Our desire to understand what we are doing, at the moment we are doing it, is usually satisfied, since our predictions about how we will act are themselves intentions to act, and hence our beliefs about what we will do are “self-fulfilling expectations”.
Thus we are what we wish ourselves to be. We want to be that hero depicted in some book and we base our expectations of our self on the prediction that this is to be our fate.

All this is to say that we are not what we seem. We live our lives pretending to be someone. Pretending to be part of one's chosen group, but that choosing itself was a result of some contingency. In the end we are fluid. The Tao Te Ching, in its first chapter:
The Way - cannot be told.
The Name - cannot be named.
The nameless is the Way of Heaven and Earth.
The named is Matrix of the Myriad Creatures.
Eliminate desire to find the Way.
Embrace desire to know the Creature.
The two are identical,
But differ in name as they arise.
Identical they are called mysterious,
Mystery on mystery,
The gate of many secrets. [A.S. Kline tranlator]

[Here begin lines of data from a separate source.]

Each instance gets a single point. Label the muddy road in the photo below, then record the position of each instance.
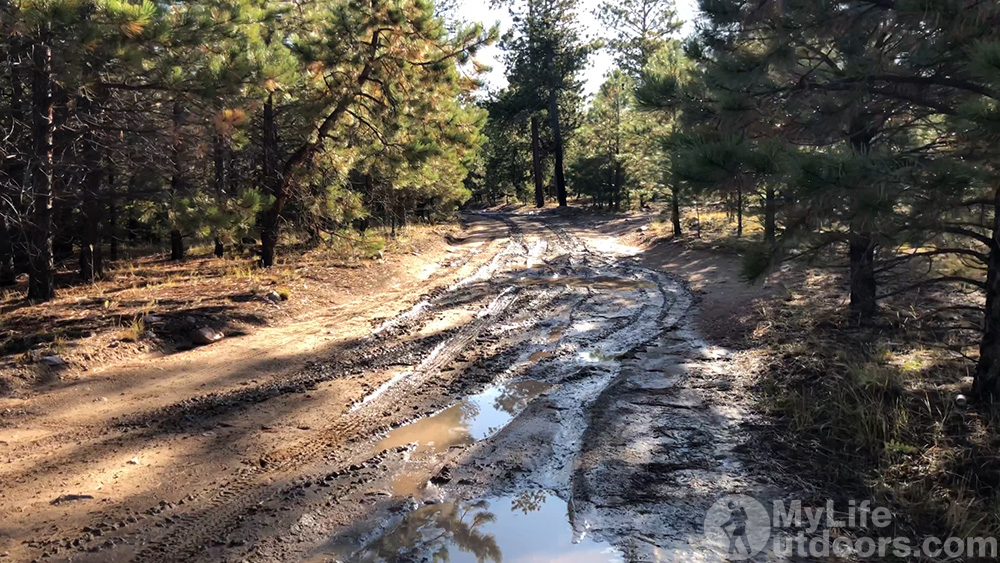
(551, 401)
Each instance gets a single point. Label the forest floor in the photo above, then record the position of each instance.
(531, 387)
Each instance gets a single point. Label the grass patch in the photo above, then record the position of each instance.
(133, 331)
(870, 411)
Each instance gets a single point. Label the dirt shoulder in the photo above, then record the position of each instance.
(116, 434)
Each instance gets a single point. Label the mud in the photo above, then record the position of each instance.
(554, 404)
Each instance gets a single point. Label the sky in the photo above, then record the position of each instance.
(600, 63)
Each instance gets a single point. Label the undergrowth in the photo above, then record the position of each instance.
(871, 411)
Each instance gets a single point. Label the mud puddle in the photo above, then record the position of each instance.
(530, 527)
(607, 283)
(472, 419)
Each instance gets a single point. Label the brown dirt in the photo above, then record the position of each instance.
(78, 444)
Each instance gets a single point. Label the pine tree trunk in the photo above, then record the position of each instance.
(861, 249)
(558, 148)
(176, 245)
(274, 184)
(986, 382)
(111, 226)
(91, 266)
(863, 286)
(41, 284)
(219, 183)
(675, 210)
(739, 210)
(770, 228)
(8, 275)
(177, 183)
(112, 230)
(536, 163)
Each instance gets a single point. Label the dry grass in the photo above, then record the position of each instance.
(88, 323)
(872, 410)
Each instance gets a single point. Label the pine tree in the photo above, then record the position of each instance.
(641, 29)
(544, 54)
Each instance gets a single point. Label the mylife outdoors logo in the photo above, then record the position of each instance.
(738, 527)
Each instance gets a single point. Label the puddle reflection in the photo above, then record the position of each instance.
(474, 418)
(534, 526)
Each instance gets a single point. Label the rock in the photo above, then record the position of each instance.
(444, 476)
(206, 335)
(68, 498)
(52, 361)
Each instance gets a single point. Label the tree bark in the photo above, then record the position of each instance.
(558, 148)
(536, 163)
(739, 209)
(770, 228)
(41, 284)
(273, 184)
(111, 226)
(91, 263)
(986, 381)
(177, 183)
(861, 249)
(675, 210)
(8, 275)
(91, 266)
(219, 154)
(863, 286)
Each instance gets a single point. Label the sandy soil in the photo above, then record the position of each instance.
(533, 358)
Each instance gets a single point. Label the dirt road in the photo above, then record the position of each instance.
(546, 398)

Could not this be speaking of the Self? Matrix of the Myriad Creatures?

But, so what? This question: When can I say I have achieved Myself? When can I say "I believe this!" or "I am born again!" We are acting, pretending, that we are making rational decisions that create our own being, and that this being is unchanging somehow (though we all recognize the mutable nature of being).

Am I born again? Do I believe in Jesus, the Christ? Am I the person who chose to wear a blue shirt this morning? But differ in name as they arise. Identical they are called mysterious. 

We ask questions of people, spiritual questions, that no one can answer honestly. So we should stop asking these questions. Or, asking them, expect no answer, and if an answer does come, expect it to float away. What is there but to look into the eyes of another, and try to see oneself? Isn't that what Jesus meant when he tasked us to love one another? Another non-self, mysterious, a gate of many secrets.